OKLAHOMA CITY — Oklahoma’s 149 state representatives and senators are getting a pay cut.
The Legislative Compensation Board, a nine-member appointed panel, voted 4-3 on Thursday to reduce the base pay of Oklahoma legislators by 8.8 percent, effective in November 2018. The pay cut would reduce a legislator’s base salary from $38,400 to $35,021. The additional pay for House and Senate leaders also will be reduced.
“Oklahomans right now today are frustrated with Oklahoma’s Legislature,” said Chairman Wes Milbourn, the president and general manager of two Oklahoma City television stations who was appointed to the board by Gov. Mary Fallin.
Milbourn was one of several members who suggested the panel consider reducing legislative pay and who voted in favor of the cut.
Another one of Fallin’s appointees who favored the reduction, Mike O’Neal of Edmond, said he considered that legislators earn significantly more than the average Oklahoman considering the Legislature is only in session from February to May.
“How does what we’re compensating them compare to the typical Oklahoman and Oklahoma family?” O’Neal asked.
Besides the $38,400 base salary, Oklahoma lawmakers receive travel and meal reimbursement and health and retirement benefits that bring their total average compensation to about $62,000, according to information compiled by the Office of Management and Enterprise Services.

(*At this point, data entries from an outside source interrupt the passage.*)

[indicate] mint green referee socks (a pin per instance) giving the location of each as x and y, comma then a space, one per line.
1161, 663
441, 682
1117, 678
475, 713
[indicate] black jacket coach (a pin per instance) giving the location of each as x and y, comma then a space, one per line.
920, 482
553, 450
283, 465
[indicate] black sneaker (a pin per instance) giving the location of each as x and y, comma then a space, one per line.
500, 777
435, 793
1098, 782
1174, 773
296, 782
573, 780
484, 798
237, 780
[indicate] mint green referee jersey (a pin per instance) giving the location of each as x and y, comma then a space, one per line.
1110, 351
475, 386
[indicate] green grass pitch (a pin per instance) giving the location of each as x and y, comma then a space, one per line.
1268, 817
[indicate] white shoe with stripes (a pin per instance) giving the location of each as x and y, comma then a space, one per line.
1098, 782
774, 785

The median household income for an Oklahoma family is about $49,000, OMES reported.
In addition, the leaders of the House and Senate receive an additional $17,932 each year, while the majority and minority floor leaders, appropriation chairs, House speaker pro tem and Senate assistant majority leader each make an additional $12,364 per year.
The board last approved a pay increase for Oklahoma legislators in 1997, boosting the annual salary from $32,000 to $38,400.